The underlying assumption behind the recommendations in this chapter is that it is unethical to conduct poorly designed clinical trials. The basis for this assertion is that patients are placed at risk in a trial where potentially convincing data cannot be obtained. This premise is widely believed and has been stated many times by leading ethicists (e.g., Levine 1988), leading methodologists in the United States (e.g., T. Chalmers, personal communication, 1993) and Europe (e.g., Turner 1989), and leaders of Ethics Committees (ECs) (W. Rosinga, European Ethical Review Committee, personal communication, 1986).

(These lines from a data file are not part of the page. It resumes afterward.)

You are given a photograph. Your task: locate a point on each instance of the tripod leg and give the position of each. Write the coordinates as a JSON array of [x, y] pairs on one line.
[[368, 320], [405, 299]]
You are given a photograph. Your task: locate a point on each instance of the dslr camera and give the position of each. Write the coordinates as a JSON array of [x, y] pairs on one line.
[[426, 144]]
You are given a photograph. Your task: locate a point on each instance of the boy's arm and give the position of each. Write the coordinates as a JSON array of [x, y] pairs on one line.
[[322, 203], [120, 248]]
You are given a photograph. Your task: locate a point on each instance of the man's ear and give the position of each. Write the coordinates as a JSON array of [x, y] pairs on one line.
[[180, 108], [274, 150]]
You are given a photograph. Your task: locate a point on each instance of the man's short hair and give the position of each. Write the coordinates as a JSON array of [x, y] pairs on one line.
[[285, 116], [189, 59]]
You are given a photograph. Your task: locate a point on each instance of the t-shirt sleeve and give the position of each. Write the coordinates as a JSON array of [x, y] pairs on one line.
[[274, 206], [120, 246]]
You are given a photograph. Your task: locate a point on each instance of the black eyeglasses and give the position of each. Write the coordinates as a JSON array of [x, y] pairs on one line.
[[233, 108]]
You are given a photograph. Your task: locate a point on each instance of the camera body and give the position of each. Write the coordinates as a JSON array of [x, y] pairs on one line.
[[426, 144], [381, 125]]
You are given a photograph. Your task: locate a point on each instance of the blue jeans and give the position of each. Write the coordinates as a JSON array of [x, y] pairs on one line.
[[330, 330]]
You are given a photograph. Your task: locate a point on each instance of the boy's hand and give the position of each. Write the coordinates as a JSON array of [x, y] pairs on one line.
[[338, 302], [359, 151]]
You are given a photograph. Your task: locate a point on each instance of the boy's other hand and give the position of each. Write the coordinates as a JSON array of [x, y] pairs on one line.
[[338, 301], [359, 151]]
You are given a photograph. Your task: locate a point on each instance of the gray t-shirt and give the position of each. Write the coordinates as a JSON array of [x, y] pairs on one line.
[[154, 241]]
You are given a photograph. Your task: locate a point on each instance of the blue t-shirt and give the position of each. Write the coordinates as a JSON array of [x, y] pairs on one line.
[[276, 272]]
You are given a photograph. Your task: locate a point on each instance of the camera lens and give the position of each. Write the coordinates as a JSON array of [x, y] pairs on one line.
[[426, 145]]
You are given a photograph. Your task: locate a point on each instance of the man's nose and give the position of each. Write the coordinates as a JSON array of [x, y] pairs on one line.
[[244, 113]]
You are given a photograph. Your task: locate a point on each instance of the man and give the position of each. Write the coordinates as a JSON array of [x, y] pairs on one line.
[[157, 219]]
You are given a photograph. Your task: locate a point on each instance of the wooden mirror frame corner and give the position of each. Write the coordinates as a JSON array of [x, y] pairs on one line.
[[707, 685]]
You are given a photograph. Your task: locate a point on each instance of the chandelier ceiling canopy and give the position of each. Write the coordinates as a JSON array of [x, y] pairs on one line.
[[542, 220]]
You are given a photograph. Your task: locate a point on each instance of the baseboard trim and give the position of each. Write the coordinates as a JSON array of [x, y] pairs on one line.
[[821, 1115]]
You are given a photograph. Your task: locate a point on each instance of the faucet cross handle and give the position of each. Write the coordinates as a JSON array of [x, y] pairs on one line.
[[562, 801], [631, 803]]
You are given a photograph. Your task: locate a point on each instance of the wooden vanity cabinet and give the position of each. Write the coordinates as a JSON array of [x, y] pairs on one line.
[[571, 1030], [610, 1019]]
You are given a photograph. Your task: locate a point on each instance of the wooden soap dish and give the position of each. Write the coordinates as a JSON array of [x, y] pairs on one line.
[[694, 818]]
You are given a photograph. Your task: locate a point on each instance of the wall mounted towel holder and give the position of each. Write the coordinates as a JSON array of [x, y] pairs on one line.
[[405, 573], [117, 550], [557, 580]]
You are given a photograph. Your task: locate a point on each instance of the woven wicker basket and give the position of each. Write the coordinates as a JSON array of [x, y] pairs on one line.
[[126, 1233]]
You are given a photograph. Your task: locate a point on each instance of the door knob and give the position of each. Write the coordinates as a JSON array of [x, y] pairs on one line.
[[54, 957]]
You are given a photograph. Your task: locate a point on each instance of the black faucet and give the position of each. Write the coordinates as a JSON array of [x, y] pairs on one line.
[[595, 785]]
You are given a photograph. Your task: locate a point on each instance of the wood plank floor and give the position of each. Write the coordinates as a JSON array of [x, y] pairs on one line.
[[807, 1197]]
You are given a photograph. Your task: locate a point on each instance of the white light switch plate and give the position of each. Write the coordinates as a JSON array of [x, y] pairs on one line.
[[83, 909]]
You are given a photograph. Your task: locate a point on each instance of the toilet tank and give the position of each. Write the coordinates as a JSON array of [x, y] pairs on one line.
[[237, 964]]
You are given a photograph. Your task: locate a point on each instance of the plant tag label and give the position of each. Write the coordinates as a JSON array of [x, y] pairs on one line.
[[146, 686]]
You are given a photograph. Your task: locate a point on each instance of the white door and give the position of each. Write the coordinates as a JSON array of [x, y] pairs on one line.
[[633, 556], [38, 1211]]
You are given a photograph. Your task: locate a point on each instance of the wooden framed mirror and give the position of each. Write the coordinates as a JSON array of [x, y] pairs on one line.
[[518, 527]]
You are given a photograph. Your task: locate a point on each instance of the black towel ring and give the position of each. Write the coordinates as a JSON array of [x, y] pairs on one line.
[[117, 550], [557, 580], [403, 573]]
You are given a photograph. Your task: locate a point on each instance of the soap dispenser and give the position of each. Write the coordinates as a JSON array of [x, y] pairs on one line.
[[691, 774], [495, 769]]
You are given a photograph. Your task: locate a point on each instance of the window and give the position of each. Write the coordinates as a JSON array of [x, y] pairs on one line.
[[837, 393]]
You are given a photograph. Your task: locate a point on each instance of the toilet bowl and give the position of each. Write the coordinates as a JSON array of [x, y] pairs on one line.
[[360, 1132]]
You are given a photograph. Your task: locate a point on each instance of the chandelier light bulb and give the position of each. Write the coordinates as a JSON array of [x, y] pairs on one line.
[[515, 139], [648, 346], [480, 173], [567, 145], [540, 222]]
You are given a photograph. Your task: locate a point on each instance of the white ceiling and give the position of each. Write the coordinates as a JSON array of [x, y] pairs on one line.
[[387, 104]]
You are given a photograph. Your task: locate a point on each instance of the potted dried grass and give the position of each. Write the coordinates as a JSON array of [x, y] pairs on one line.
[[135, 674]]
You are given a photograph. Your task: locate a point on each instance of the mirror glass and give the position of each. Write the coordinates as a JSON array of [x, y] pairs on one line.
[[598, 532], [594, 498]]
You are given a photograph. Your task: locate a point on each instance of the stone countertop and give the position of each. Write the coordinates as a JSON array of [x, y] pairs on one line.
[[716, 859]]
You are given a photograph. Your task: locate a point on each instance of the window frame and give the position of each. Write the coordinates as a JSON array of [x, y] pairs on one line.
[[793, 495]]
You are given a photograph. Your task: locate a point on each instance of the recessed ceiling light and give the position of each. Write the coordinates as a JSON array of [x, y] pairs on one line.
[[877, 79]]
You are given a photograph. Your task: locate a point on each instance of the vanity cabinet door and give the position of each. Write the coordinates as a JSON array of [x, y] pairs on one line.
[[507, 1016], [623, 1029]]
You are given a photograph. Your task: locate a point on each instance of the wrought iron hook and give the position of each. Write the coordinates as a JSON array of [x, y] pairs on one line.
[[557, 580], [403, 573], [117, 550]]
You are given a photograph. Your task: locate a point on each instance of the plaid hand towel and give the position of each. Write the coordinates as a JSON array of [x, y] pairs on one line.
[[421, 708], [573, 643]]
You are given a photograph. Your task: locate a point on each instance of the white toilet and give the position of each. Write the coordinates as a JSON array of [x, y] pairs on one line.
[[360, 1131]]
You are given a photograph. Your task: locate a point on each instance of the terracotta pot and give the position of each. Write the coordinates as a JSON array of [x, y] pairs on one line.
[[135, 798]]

If one accepts the premise that poorly designed clinical trials are unethical to conduct, then one of the first questions to consider is whether or not any, some, many, or most clinical trials conducted today are poorly designed. Although it is difficult to generalize about the quality of unpublished clinical trials, it is clear that many published trials are poorly designed. It is the author’s view that it is the responsibility of Institutional Review Boards (IRBs)/ECs to improve the standards of clinical trials by refusing to condone and approve clinical trial protocols that are not well designed. Many such trials are currently approved by IRBs/ECs on the basis that the trial does not ethically compromise the care and treatment of patients (i.e., the patients are not directly harmed). This attitude is similar to that of the IRBs/ECs only reviewing protocols to see whether there are any sins of commission and ignoring the fact that there are important sins of omission in the protocol. Patients who are enrolled in a poorly designed clinical trial are being exposed to risks unnecessarily and unethically because the data obtained will not convince most readers of the results obtained or may even mislead the readers by presenting false-positive or false-negative results. Most IRBs/ ECs would need to have protocols reviewed by statisticians and/or a clinical trial methodologist if they wished to adhere to the proposal of reviewing the trials to ensure they are adequately powered and are well designed. (Statistical reviews are only
sometimes conducted by an IRB/EC.) In addition, the IRB/EC would know that it was complete in its assessment of a protocol if it used a checklist to confirm that it has addressed each of the essential issues (e.g., Are there any therapies, diagnostics, or disease-prevention products in the protocol that are not approved for general use in the doses to be used? Are any advertisements to be used, and if so, are they included in the submission?) rather than relying on the reading of the protocol by two “designated reviewers.” A simple checklist has been published (Spilker 2002), and the author is aware that many IRBs/ECs have adopted the practice of using checklists.

In addition to the IRB/EC responsibility, the journals that publish clinical trial results also have an important responsibility that, until now, has never been adequately addressed. This responsibility involves publishing more information on clinical trials so that poorly designed trials cannot be dressed up to hide some of their serious methodological flaws (e.g., not listing tests where the data was negative, only presenting some of the data obtained, not presenting complete information in the Methods section of the publication). Although many flaws are identified by reviewers for the journal during the peer review process, there are others that are able to be easily hidden because very few details of a trial’s methodology (and conduct) are ever published.